Treatment may bring relief from:
- Bunions and painful joints : Try bunion pads, arch supports, or custom-made supports (orthotics) placed just behind the big toe joint on the bottom of your foot. This redistributes your weight while you are walking and takes pressure off your big toe. Ask your doctor to help you choose the right kind of pads. One review of studies has shown that compared with no treatment, orthotics reduced bunion pain after 6 months of use but made no difference in pain after 12 months of use.
- Flat feet (pes planus) : If your feet overpronate, you may need to wear a special insole (an orthotic) inside your shoes to stop your feet rolling inwards when you walk or run.
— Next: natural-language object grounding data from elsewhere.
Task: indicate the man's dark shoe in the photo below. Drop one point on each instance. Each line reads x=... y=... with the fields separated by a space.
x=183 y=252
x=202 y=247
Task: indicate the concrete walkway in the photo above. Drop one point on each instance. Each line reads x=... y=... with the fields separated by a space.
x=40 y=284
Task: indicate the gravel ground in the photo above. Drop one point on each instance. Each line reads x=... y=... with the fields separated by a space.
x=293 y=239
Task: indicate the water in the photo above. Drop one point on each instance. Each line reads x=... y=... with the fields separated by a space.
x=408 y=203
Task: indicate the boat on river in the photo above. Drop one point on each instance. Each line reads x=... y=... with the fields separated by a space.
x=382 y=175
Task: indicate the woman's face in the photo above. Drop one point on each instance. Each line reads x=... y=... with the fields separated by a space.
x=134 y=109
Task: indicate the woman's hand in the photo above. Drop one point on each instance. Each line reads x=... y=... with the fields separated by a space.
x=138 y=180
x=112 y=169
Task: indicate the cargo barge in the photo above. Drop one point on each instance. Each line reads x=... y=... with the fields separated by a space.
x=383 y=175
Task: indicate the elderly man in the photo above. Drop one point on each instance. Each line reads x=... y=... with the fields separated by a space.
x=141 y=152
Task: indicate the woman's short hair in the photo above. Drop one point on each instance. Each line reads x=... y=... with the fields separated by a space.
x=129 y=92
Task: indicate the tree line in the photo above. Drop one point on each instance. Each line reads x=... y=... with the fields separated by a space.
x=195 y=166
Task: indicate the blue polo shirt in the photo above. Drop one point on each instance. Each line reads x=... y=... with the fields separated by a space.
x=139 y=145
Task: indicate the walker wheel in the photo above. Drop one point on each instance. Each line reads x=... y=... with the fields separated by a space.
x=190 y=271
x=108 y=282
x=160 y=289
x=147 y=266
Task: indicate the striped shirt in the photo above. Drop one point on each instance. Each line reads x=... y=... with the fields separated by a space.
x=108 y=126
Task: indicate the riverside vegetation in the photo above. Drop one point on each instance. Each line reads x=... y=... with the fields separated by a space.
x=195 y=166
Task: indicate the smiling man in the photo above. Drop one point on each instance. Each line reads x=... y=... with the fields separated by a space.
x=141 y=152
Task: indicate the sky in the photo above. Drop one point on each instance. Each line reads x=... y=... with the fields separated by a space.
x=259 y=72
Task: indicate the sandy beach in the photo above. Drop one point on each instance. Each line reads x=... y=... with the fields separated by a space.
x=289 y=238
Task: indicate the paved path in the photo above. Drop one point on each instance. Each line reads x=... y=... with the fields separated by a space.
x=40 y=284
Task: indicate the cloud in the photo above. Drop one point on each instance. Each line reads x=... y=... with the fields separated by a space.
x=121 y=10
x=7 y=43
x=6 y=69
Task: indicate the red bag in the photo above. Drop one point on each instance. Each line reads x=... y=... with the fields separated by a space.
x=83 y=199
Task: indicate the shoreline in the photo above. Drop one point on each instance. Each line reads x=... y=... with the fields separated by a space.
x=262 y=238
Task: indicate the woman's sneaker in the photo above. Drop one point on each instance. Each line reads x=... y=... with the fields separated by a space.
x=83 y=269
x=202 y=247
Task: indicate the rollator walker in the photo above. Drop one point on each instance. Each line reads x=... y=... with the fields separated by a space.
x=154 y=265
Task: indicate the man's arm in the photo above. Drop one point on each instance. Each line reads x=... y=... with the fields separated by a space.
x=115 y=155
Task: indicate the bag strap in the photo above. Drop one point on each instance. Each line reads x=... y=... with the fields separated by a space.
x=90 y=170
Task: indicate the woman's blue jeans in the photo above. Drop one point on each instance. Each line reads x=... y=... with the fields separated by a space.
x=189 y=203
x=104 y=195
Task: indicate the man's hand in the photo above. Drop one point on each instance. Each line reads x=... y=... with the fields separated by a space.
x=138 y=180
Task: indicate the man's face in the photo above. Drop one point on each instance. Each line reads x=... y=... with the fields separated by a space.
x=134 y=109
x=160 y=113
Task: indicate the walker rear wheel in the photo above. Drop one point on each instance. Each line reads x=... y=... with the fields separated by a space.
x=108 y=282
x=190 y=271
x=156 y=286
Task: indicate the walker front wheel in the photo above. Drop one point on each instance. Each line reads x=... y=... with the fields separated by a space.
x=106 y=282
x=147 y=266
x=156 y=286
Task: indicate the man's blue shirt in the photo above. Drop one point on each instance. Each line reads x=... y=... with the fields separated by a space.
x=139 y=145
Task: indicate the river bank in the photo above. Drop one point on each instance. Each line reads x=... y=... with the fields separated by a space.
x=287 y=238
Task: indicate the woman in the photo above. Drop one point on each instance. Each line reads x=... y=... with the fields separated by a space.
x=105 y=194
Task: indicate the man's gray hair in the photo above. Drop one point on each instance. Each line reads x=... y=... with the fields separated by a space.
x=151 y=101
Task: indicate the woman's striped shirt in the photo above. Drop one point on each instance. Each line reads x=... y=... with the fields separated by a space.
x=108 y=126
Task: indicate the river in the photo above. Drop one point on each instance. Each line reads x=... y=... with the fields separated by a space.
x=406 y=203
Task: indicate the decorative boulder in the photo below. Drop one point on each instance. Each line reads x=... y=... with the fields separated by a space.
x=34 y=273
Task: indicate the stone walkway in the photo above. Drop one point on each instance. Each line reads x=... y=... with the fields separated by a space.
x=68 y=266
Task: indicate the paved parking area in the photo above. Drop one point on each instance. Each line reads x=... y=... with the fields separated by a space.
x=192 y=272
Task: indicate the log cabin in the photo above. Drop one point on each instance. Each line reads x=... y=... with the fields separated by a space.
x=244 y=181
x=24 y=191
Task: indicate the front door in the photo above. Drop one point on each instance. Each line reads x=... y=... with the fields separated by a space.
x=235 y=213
These will usually need to be made and fitted by a podiatrist.Stretching your calf and Achilles tendon may also help as a tight Achilles can make your foot overpronate.
- Heel, knee and hip pain: Orthotics solve a number of biomechanically related problems, for ankle and knee pain, pelvis, hip, spinal pain. This is achieved by preventing misalignment of the foot, which significantly alters the way in which the bones move within their joints.
- Painful corns and calluses : An orthotic inserts or metatarsal bar inserts for your shoes will help distribute your weight more evenly over the ball of your foot. Athletes who run a lot may wear orthotic shoe inserts for the same purpose.
- Metatarsalgia: Orthotics can be a vital part of treatment for metatarsalgia. Research suggests that metatarsal pads and other off-loading techniques can help alleviate painful symptoms in patients with metatarsalgia. Orthotic intervention, in conjunction with correct shoes, can be an important component of improving quality of life for these patients.
- Plantar fasciitis : Orthotic devices include shoe inserts that can relieve the stress and stretching of your plantar fascia when you stand or walk. You can get the devices with or without a prescription. Orthotic devices you use for plantar fasciitis are usually made of plastic, rubber, or felt.